As Muslims prepare for Eid al-Adha celebrations, many performing qurbaan will want to share the meat of the animals that are sacrificed with the less fortunate. Given the dire need that those in war ravaged countries find themselves in, Al-Imdaad Foundation will for the second year be granting South Africans the opportunity to share their qurban with the people of Syria. Al-Imdaad, which is a non-profit relief organization dedicated to providing humanitarian services in crisis situations, launched a successful project that has made it possible for qurban meat to be shipped to war-torn countries by canning it.
For 2016 Eid al-Adha, the organisers plan to slaughter sheep in Australia, after which it will be minced and canned in New Zealand. The meat will subsequently be shipped to Syria via Turkey.
South Africans can assist in mitigating the effects of the Syrian war for the thousands still trapped in the ravaged country, donating R1850 per sheep.
Speaking to VOC, spokesperson for Al-Imdaad Foundation, Qari Ziyaad Patel explains that Al-Imdaad’s many officers around the world has provided it with the manpower to initiate and implement the project and give Syrians access to meat during their Eid celebartions.
“It is difficult for one to give qurbaani in Syria itself, but through this initiative that goal can be achieved. Al-Imdaad has various offices across the globe that helps to facilitate and implement this project,” Patel stated.
In light of the carnage that accompanies war, he says that the meat has been well received during previous distributions since it alleviates to certain degree the suffering that civilians are forced to endure.
“For ourselves that have worked in refugees camps on the borders of Syria, we have seen first-hand how effective and how well received these canned Qurbaani products are amongst various refugees.”
Suggesting that the choice of location for the slaughtering is a sensible decision, Patel explains that Australia is host to many livestock and that the country is well-known for beef and mutton.

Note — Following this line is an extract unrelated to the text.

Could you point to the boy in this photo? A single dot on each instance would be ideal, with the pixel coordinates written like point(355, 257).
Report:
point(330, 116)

Patel notes that the meat that is sent to New Zealand for canning is not simply canned, but is given added piquancy for variation.
“The meat is well-preserved added with some spice and different flavours,” Patel adds.
Patel states that it takes a total of six weeks for the process to be completed, from slaughtering to distribution.
“It is not that long of a process if you look at how the entire process plays out.”
He further mentions that 3 cans are distributed into one food hamper and that one can roughly weighs half a kilogram.